La sconfitta interna contro il Ligorna può senz’altro essere vista come una bocciatura, ma per questo Varese è in realtà una conferma: il 3-1 dei liguri certifica una volta di più l’attuale livello dei biancorossi, evidenziandone i limiti, andando comunque a delinearne i pregi. Forse per alcuni sarà umiliante: non c’è nulla di male nell’ammettere che l’avversario è più forte (il “vorrei ma non posso” di Ciceri si muove proprio in questa direzione). Comprensibili, però, la rabbia e la frustrazione della tifoseria per quel -17 (-18 dal Vado) che separa i biancorossi dalle posizioni cui una squadra del genere dovrebbe sempre ambire. Il Varese di oggi, invece, è da playoff. Né più né meno. E, per quanto i playoff siano sempre visti sotto una cattiva luce, rappresentano quell’obiettivo minimo che, se non raggiunto, alimenterebbe ulteriori polemiche e malumori.
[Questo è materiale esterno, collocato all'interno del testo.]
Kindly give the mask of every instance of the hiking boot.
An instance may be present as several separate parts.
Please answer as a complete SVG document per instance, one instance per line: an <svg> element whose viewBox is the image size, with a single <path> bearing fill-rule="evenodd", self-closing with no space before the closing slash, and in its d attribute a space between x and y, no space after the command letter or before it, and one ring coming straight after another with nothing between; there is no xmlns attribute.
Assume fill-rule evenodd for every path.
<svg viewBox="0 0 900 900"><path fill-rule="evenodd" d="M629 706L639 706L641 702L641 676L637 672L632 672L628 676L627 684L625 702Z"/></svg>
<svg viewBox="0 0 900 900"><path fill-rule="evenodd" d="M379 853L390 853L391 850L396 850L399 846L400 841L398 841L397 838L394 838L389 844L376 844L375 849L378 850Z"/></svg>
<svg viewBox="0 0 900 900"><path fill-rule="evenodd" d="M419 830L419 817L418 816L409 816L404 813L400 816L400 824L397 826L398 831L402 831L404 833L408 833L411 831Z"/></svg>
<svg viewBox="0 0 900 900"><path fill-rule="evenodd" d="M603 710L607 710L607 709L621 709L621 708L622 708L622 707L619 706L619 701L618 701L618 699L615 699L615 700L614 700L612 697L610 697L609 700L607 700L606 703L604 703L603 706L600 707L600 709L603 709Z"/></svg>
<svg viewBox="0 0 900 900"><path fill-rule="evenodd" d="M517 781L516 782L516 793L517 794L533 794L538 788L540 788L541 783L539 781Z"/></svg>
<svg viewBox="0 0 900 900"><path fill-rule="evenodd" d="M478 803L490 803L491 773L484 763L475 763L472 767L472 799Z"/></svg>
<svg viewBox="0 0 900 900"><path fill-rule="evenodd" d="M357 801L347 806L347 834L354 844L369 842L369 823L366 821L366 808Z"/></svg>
Il Ligorna visto domenica al Franco Ossola è stato una squadra messa in campo meglio rispetto al Varese, ma sarebbe indecoroso parlare di dominio: le due contendenti si sono affrontate a viso aperto con i biancorossi che non hanno avuto paura nel reagire allo svantaggio, pagando invece la scarsa concretezza (l’assenza di Barzotti ha senz’altro pesato nelle dinamiche offensive) a differenza di un avversario cinico e pronto a colpire quando serviva farlo. L’errore da matita rossa che ha propiziato il 3-1 di Vassallo al 93′ ha vanificato il potenziale assalto finale che (pur magari non portando al pari) ci sarebbe senz’altro stato, dimostrando come questa sia una squadra viva. Certo è che il rapporto gol fatti/subiti (uno a sette…) e il -17 in classifica raccontano una verità ben diversa.
Nel nome della continuità: primi passi del Varese 2026/27
A tal proposito, il focus non può che andare al futuro. Settimana più, settimana meno, di questi tempi lo scorso anno il Varese si separava dal DS Antonio Montanaro, divorzio che certificò il fallimento sportivo della stagione 2024/25 (che portò poi anche all’addio di mister Roberto Floris); il fatto che, nello stesso lasso temporale, la dirigenza biancorossa abbia confermato Alessio Battaglino nel ruolo di direttore sportivo anche per la prossima stagione è senza dubbio un segnale positivo. Dalla “continuità ideologica” della scorsa estate (il progetto Battaglino/Ciceri è stato presentato come una sorta di continuità di percorso sull’asse della coppia Montanaro/Floris) si passa finalmente a una continuità concreta.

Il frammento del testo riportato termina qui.